The former violates the standard, the latter complies.
The only sense in which an unterminated string literal can be UB is like this.
It's possible that if a string literal is not terminated, the situation will cause a de facto overly long string literal token to exist. For instance:
const char *str = "short str; int x = 42; and now a realy long line follows ...
if the non-termination causes a de facto large literal to exist in the program, and that large literal exceeds a minimum implementation limit, then that is UB. Probably.
Strictly speaking, since the token is not closed, it is not a string literal, and so any limitation on string literals doesn't apply to it.

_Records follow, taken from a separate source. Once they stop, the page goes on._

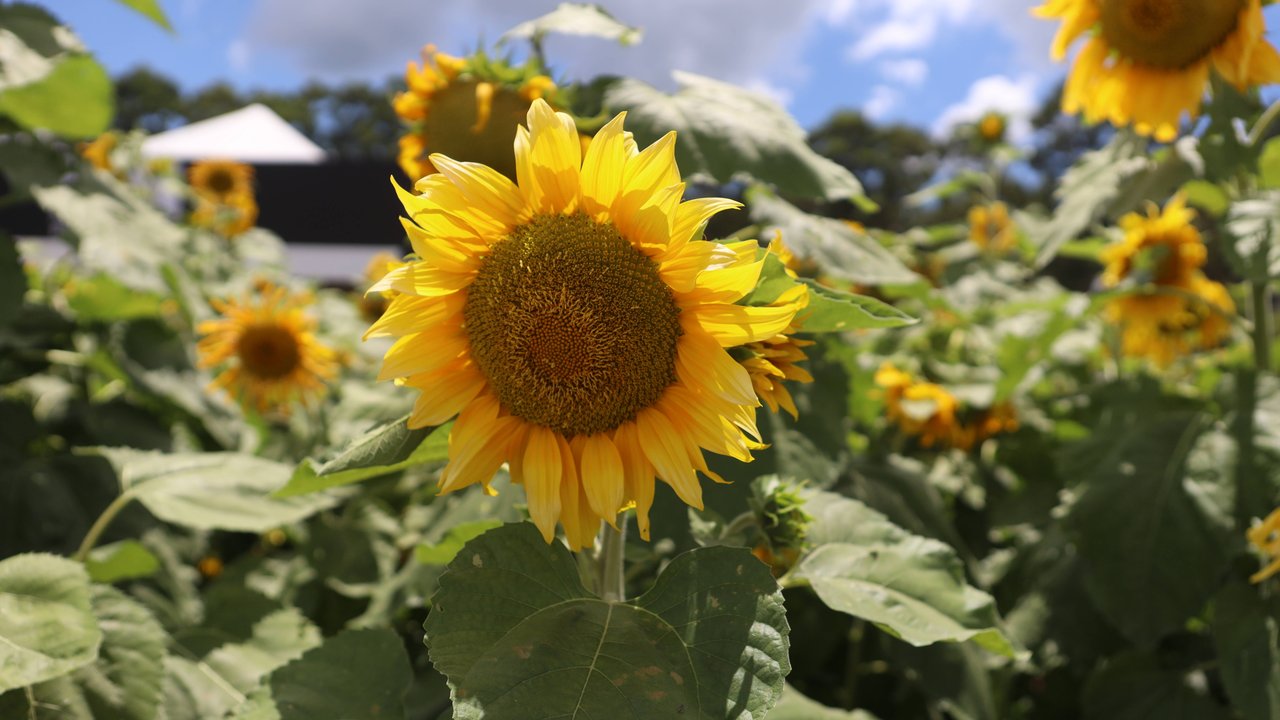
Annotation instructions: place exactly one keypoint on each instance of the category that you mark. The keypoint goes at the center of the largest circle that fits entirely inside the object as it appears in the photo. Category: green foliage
(46, 620)
(726, 131)
(707, 641)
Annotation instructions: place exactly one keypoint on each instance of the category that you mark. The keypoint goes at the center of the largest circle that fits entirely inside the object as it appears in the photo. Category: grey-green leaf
(46, 620)
(223, 491)
(839, 251)
(380, 451)
(725, 131)
(575, 18)
(520, 637)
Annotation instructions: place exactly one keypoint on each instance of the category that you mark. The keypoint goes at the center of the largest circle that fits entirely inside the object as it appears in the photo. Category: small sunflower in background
(576, 324)
(1179, 309)
(266, 343)
(464, 108)
(99, 151)
(992, 127)
(1147, 63)
(220, 181)
(992, 229)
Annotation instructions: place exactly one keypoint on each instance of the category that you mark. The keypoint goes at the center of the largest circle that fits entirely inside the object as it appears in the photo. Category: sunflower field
(652, 419)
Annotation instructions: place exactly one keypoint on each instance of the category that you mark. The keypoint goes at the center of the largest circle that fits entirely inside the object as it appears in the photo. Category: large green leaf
(46, 620)
(384, 450)
(1248, 645)
(795, 706)
(519, 636)
(575, 18)
(839, 250)
(912, 587)
(1136, 687)
(725, 132)
(1152, 523)
(151, 9)
(223, 491)
(353, 674)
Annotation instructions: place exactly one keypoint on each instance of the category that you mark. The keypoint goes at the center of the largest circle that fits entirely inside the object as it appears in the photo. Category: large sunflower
(266, 341)
(453, 110)
(222, 181)
(576, 324)
(1147, 62)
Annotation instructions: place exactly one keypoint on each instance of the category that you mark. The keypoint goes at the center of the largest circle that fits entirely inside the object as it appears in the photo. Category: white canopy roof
(250, 135)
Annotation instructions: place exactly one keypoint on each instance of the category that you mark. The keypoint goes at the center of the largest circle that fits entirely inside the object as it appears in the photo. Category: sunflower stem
(611, 578)
(99, 527)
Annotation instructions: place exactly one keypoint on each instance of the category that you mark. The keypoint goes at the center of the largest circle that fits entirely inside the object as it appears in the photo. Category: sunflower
(1265, 537)
(991, 229)
(455, 112)
(220, 181)
(229, 218)
(773, 360)
(266, 338)
(992, 126)
(1147, 62)
(99, 151)
(576, 324)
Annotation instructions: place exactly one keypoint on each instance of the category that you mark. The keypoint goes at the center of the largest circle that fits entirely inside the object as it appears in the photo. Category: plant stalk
(99, 527)
(611, 564)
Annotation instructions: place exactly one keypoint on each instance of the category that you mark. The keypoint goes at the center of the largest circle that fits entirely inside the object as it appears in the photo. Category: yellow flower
(99, 151)
(991, 127)
(1166, 241)
(229, 218)
(991, 229)
(456, 113)
(1147, 62)
(1265, 537)
(932, 413)
(218, 181)
(576, 324)
(266, 341)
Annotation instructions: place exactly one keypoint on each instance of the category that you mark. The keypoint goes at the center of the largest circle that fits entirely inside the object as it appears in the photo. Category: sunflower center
(572, 326)
(1168, 33)
(268, 351)
(452, 124)
(220, 182)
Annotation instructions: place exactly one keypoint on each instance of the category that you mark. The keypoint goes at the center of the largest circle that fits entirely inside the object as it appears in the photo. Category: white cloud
(882, 101)
(910, 72)
(238, 55)
(339, 39)
(1015, 98)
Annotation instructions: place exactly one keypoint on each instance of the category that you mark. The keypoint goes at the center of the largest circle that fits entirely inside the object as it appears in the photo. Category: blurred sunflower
(1147, 62)
(991, 228)
(773, 360)
(220, 181)
(266, 340)
(1265, 537)
(99, 151)
(576, 324)
(456, 110)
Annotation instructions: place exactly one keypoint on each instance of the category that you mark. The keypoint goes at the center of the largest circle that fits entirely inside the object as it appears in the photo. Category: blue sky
(926, 62)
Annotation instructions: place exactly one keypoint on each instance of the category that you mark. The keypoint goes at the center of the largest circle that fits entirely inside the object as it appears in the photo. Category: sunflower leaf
(726, 131)
(909, 586)
(519, 636)
(384, 450)
(46, 620)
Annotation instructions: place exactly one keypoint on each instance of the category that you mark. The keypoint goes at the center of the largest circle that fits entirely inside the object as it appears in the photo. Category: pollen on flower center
(268, 351)
(572, 326)
(1168, 33)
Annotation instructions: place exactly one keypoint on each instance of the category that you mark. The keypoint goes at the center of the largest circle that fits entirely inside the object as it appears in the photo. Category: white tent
(252, 135)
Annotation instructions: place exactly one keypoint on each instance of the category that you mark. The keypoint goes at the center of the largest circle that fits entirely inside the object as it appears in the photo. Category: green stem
(1260, 127)
(612, 563)
(95, 532)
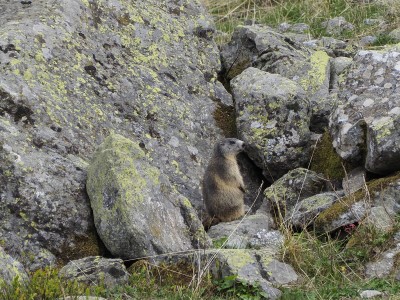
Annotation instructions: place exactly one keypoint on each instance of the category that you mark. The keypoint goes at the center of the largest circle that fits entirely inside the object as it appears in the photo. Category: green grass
(333, 268)
(146, 282)
(230, 13)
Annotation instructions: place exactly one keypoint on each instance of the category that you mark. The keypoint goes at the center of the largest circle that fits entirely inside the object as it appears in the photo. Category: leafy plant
(231, 286)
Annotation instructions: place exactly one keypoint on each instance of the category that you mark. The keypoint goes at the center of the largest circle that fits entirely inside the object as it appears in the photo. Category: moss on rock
(326, 161)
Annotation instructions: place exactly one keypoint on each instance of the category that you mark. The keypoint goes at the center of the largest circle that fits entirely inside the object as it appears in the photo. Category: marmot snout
(223, 187)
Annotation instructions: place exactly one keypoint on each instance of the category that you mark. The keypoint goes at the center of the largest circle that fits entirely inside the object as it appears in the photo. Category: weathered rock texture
(10, 269)
(298, 184)
(73, 71)
(366, 126)
(273, 120)
(262, 48)
(95, 270)
(136, 211)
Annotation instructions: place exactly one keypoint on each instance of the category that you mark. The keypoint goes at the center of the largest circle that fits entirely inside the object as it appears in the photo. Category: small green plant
(219, 243)
(228, 14)
(231, 286)
(384, 39)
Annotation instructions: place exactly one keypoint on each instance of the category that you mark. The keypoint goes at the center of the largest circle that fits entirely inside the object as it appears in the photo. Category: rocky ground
(109, 111)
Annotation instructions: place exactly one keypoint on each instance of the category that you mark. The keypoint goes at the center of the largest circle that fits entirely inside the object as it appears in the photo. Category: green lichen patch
(316, 75)
(326, 161)
(115, 165)
(225, 117)
(83, 246)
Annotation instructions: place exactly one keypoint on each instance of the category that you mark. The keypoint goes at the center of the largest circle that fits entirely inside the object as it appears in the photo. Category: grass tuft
(229, 14)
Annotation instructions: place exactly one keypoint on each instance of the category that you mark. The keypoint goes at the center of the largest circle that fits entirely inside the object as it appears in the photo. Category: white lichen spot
(397, 67)
(174, 142)
(388, 85)
(368, 102)
(394, 111)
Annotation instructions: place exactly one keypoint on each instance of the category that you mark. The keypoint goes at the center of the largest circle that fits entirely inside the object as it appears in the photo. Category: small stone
(368, 40)
(367, 294)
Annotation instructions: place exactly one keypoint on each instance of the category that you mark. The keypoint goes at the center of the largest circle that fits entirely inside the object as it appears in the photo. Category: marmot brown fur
(223, 187)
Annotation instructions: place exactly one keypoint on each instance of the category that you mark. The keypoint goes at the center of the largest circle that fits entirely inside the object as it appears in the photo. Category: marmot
(223, 187)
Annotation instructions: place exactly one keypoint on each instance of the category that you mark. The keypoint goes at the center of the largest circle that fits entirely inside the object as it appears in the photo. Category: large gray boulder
(263, 48)
(253, 232)
(71, 72)
(137, 212)
(288, 191)
(273, 120)
(259, 268)
(366, 126)
(378, 204)
(95, 270)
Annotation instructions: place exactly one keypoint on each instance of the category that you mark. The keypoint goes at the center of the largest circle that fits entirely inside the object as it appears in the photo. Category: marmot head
(229, 147)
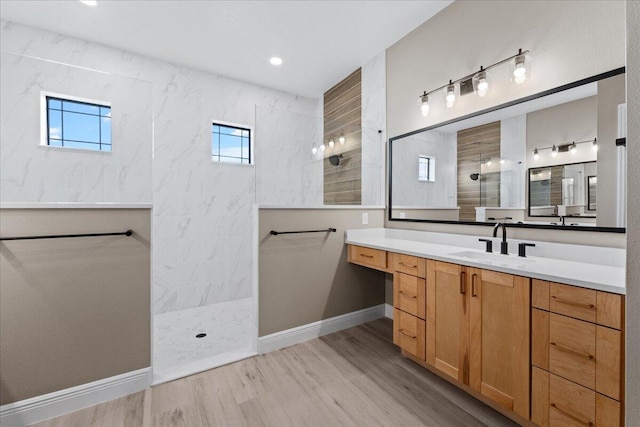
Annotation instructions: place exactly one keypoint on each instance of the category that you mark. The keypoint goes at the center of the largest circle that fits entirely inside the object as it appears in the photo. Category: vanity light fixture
(573, 149)
(479, 81)
(521, 67)
(424, 105)
(450, 94)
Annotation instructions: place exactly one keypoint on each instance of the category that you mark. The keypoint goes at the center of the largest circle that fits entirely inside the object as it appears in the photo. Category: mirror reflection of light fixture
(573, 149)
(335, 159)
(479, 81)
(424, 105)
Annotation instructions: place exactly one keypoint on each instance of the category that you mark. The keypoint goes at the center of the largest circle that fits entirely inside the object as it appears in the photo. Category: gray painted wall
(633, 212)
(306, 277)
(69, 323)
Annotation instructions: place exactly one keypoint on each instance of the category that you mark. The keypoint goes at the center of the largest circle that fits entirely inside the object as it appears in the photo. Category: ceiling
(321, 42)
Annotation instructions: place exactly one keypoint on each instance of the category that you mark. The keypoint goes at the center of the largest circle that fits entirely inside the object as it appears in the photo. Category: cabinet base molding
(317, 329)
(40, 408)
(511, 415)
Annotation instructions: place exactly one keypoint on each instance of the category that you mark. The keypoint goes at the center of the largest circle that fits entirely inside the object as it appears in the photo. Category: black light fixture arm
(468, 76)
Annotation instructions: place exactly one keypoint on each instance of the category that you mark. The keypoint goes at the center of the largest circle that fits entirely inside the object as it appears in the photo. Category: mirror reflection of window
(426, 168)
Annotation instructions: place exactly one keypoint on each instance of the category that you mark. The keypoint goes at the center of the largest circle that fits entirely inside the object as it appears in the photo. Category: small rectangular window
(230, 144)
(76, 124)
(426, 168)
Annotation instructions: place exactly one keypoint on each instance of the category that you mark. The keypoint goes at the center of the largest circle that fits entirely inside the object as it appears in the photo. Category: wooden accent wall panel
(342, 117)
(480, 140)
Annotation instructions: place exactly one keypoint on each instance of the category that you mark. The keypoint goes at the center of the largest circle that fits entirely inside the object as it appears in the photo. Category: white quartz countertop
(607, 277)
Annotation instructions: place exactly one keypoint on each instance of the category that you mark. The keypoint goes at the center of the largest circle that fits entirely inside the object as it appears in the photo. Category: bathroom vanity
(540, 339)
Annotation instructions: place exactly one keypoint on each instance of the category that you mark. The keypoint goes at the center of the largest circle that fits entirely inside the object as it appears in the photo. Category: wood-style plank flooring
(354, 377)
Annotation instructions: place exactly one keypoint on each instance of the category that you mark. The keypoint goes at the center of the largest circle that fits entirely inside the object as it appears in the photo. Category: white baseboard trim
(388, 311)
(317, 329)
(40, 408)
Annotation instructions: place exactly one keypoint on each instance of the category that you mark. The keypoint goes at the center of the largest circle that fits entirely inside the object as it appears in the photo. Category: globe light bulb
(451, 95)
(424, 105)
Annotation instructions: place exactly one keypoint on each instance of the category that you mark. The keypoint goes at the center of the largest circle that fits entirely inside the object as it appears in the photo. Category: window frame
(238, 126)
(44, 120)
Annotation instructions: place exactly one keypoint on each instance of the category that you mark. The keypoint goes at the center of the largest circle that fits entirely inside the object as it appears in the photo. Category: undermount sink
(495, 259)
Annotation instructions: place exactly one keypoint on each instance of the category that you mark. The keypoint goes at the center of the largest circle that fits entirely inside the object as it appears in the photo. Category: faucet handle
(489, 242)
(522, 248)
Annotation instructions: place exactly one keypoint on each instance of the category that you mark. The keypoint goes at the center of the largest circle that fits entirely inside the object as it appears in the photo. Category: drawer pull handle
(407, 265)
(473, 285)
(574, 418)
(409, 335)
(586, 356)
(577, 304)
(407, 295)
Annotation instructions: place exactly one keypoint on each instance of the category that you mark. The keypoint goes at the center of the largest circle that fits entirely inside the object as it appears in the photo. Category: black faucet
(503, 245)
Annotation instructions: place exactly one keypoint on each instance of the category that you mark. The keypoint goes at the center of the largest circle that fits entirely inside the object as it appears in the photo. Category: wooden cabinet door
(499, 338)
(448, 319)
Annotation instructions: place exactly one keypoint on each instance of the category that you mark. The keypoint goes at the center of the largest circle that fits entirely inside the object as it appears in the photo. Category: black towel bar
(62, 236)
(329, 230)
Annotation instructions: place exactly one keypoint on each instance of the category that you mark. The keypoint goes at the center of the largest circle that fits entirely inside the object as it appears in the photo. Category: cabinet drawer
(373, 258)
(573, 301)
(408, 294)
(570, 404)
(409, 264)
(572, 349)
(409, 333)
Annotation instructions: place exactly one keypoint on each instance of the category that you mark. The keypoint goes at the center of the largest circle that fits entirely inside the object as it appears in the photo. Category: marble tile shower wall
(373, 120)
(202, 223)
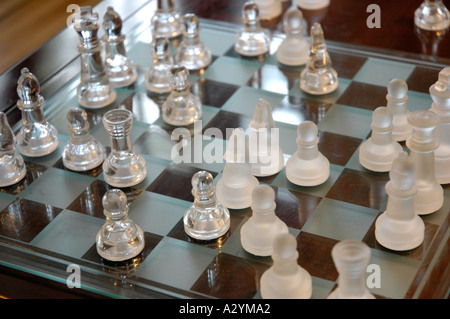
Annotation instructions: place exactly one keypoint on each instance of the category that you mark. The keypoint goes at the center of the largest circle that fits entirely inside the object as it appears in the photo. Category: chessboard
(49, 221)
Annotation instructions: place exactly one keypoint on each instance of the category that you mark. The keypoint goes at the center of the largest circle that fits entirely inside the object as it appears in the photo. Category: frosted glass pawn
(294, 49)
(123, 167)
(120, 238)
(166, 21)
(432, 15)
(37, 137)
(157, 77)
(440, 94)
(12, 165)
(265, 153)
(397, 98)
(351, 258)
(95, 90)
(181, 107)
(307, 166)
(399, 227)
(252, 40)
(192, 53)
(207, 218)
(379, 151)
(318, 77)
(234, 189)
(83, 152)
(286, 279)
(120, 68)
(422, 144)
(269, 9)
(260, 230)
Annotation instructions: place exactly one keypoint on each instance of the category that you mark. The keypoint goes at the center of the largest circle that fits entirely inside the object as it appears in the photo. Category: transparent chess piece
(432, 15)
(351, 258)
(83, 152)
(318, 77)
(379, 151)
(120, 238)
(294, 49)
(95, 90)
(12, 165)
(285, 279)
(166, 21)
(157, 77)
(260, 230)
(182, 107)
(399, 228)
(37, 137)
(121, 70)
(122, 167)
(252, 40)
(206, 219)
(192, 53)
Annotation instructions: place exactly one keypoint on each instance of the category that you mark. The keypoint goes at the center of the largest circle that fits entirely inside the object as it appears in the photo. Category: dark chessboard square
(127, 266)
(230, 277)
(226, 121)
(90, 200)
(338, 149)
(363, 95)
(418, 253)
(295, 110)
(422, 78)
(175, 181)
(213, 93)
(315, 255)
(361, 188)
(23, 219)
(34, 171)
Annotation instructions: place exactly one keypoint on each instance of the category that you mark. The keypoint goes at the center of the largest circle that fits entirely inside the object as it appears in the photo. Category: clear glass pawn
(121, 70)
(83, 152)
(166, 21)
(206, 219)
(120, 238)
(157, 77)
(318, 77)
(12, 166)
(182, 107)
(192, 52)
(37, 137)
(432, 15)
(122, 167)
(252, 40)
(95, 90)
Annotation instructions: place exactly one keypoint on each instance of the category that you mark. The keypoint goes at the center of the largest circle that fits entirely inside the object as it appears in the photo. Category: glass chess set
(93, 132)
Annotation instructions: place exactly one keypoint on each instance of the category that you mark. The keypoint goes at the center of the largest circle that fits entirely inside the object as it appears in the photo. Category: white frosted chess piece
(312, 4)
(294, 49)
(286, 279)
(399, 227)
(440, 94)
(120, 238)
(307, 166)
(397, 98)
(319, 77)
(234, 188)
(260, 230)
(252, 40)
(422, 144)
(379, 151)
(351, 258)
(269, 9)
(206, 219)
(265, 153)
(12, 165)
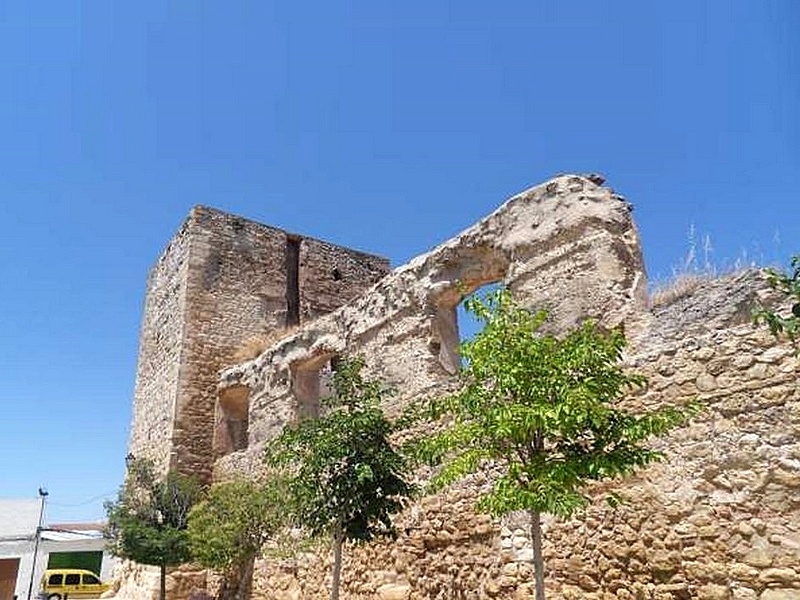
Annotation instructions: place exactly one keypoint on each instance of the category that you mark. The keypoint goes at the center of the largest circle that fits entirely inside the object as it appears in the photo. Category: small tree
(147, 522)
(543, 411)
(229, 528)
(788, 284)
(347, 480)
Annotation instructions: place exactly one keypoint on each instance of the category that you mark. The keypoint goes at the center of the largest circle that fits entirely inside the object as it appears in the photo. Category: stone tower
(224, 280)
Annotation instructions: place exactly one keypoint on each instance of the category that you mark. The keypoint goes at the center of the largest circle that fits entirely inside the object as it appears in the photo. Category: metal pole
(37, 537)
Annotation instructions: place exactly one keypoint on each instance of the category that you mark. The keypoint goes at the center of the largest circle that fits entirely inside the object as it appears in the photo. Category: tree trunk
(538, 559)
(163, 583)
(338, 539)
(244, 583)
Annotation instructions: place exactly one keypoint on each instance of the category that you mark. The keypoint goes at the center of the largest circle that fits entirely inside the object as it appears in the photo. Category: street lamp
(37, 537)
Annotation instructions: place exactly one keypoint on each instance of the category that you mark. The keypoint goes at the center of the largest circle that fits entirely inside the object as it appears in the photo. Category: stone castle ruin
(719, 519)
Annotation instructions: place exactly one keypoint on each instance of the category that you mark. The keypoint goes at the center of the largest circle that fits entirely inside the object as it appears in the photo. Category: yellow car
(60, 584)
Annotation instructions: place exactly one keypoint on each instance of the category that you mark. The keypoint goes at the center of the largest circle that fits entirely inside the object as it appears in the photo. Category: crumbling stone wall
(220, 282)
(719, 519)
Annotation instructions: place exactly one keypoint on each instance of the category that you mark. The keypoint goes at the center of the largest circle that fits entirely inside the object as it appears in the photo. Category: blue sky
(382, 126)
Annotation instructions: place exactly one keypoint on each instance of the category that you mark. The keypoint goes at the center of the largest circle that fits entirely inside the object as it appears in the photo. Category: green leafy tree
(788, 284)
(147, 522)
(229, 528)
(346, 478)
(543, 411)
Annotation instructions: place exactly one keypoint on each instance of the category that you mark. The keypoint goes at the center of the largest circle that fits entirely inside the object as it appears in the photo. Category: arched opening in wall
(470, 268)
(453, 324)
(312, 382)
(232, 420)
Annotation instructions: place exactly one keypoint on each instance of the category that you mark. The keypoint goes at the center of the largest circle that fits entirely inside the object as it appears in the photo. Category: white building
(59, 546)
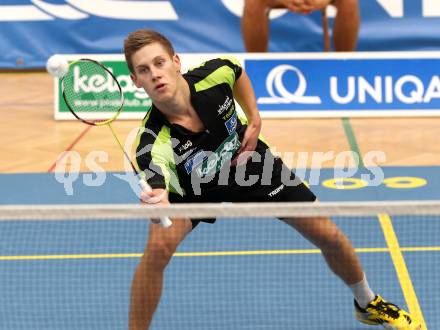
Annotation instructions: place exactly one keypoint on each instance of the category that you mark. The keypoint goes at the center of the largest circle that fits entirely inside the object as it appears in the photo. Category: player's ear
(134, 79)
(176, 60)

Unless we interpret that limit as pertaining to the implementation's tokenizer, as such, which can plausibly choke on simply the valid prefix of a string literal that is too long.
Anyway, if a newline occurs before the minimum limit on string literal length is reached, and that newline is not escaped with a backslash, then that is a straightforward syntax error.
Some cases are due to conflicting existing implementation that predated the standard. (Though implementation defined might make more sense?) Some are for performance reasons.
And some are utterly bizarre, like some things that should be syntax errors instead being declared undefined. If memory serves right, that includes eg not closing your string literals. (Thankfully, all implementations I know give you an error message.)